I have admired Brennan Manning for a long time. He speaks with the cutting truth we need to hear. He's not perfect, but his words are good counsel. During lent, a couple of guys in our community are reading his work, A Glimpse of Jesus. He writes a couple of poignant thoughts that I simply must share with you.
"Christian freedom is the joyful acceptance of this unprecedented and scandalous reversal of the world’s values. In sovereign liberty to prefer to be the servant rather than the lord of the household, to merrily taunt the gods of power, prestige, honor and recognition, to refuse to take oneself seriously (or to take seriously anyone who takes himself seriously!), to live without gloom by a lackey’s agenda, to dance to the tune of a different drummer and be captivated with joy and wonder at the vision and lifestyle of the Ebed Yahweh (Servant God) – these are the revolutionary attitudes that bear the stamp of genuine and unmistakable discipleship. So central is Jesus’ teaching on humble apprenticeship and serving love as the royal road to the Kingdom that at the final judgment, God Himself disappears and is visible only in our brothers and sisters. “What you did for those around you, you did for me.” (Matthew 25.40) I would rather be numbered among the little band who have at least learned this from Jesus and the Bible than among the legalizers, the moralizers, the hair splitters who are so busy straining the gnat that they swallow the camel.
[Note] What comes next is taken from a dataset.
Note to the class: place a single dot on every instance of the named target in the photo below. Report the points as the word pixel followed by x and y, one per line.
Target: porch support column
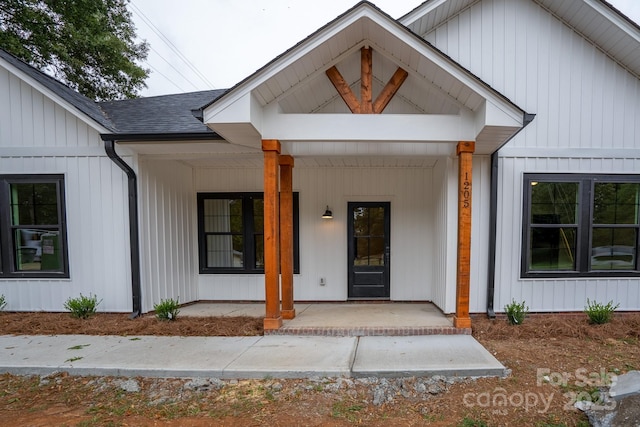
pixel 464 151
pixel 273 318
pixel 286 236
Would not this radical, revolutionary, and thoroughly orthodox mindset plunge us into a new Pentecost that would renew the face of the earth? There is simply no sense in trumpeting the lordship of Jesus if his attitudes, values , and behavior are not recognizable in our lives."
A Glimpse of Jesus, p. 27-28

"Having the humility and courage to serve is the way to true greatness. When a young Baptist minister finished his doctorate, he told me that he wanted to have an international ministry like mine. At that very moment, unknowingly, he disqualified himself from any role in leadership. Ambition to be a star in the Body of Christ is alluring and seductive, it is also demonic, the glamorous enemy of Servanthood and love. The steady erosion of servant leadership in the North American church, the deference shown to charismatic superstars, and the bowing and scraping to TV evangelists deface the image of the servant Jesus and make the credibility of Christian leadership literally incredible."
Ibid, p. 28-29

"The stark realism of the Gospel allows for no romanticized idealism or slopping sentimentality here. Servanthood is not an emotion or mood or feeling; it’s a decision to live the life of Jesus. It has nothing to do with what we feel, it has everything to do with what we do – humble service."
Ibid, p. 29

Somehow, somehow, might we actually live, sustained, as a normative life to not live normative to our culture, but in it, with the people, as lovers of the people, but so different, such a peculiar people that resonate a humility (selfless and others focused), sacrificially (love enough to be inconvenienced without expectation), and caring (care enough to commit) that people who are in such a post-Christian culture tha the charicature of Christ they have might be shattered and that they might actually, possibly taste and see, smell and savor the true Jesus?